By simulating different navigation scenarios, developers may test and adjust navigation algorithms to ensure that they can provide accurate and reliable navigation services in various environments. Compared with onsite testing, the use of a multi-agent environment for navigation simulation may greatly reduce research and development costs and time. The developers may simulate different scenarios multiple times in a short period of time to quickly identify problems and make improvements.

The multi-agent environment often includes the following major components:

Scenario modeling: the multi-agent environment needs to be able to create realistic 3D scenes, both indoors and outdoors. These scenes may contain various obstacles, terrain changes, and lighting conditions to simulate the complexity of the real world.

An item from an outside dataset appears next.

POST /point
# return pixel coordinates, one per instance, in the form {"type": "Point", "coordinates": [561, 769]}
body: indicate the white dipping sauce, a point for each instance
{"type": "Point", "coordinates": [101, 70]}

Sensor simulation: in a navigation task, a sensor plays a vital role. The multi-agent environment needs to be able to simulate output of various sensors, such as a lidar, a camera, a depth camera, an ultrasonic sensor, and the like. These simulated data should be as close as possible to performance characteristics of real sensors in order to obtain accurate results when testing navigation algorithms.

Interaction function: the multi-agent environment should support a user to interact with a virtual robot, such as setting a start point, a target point, obstacles, etc. In addition, the user may also adjust navigation parameters, view sensor data, analyze navigation paths, and so on.

Performance evaluation: the multi-agent environment should have a performance evaluation function that can quantitatively evaluate indicators such as a completion time, a path length, and a number of collisions of a navigation task, which facilitates researchers understanding the performance of the navigation algorithms in different scenarios, so as to implement optimization and improvement.

By constructing a multi-agent environment, the developers may develop and test the mobile robot navigation technology more efficiently, reduce research and development costs, and shorten research and development cycles. In the meantime, the multi-agent environment may also provide important references for actual robot deployment and improve the navigation performance of robots in the real world.

An agent is a computer system or entity with autonomy and interactivity, which may also be understood as a virtual robot. Autonomy means that the agent can independently make plans and execute actions according to its own goals and environmental conditions without direct human intervention. Interactivity means that the agent can interact with other agents, humans or the environment to complete tasks through communication and collaboration.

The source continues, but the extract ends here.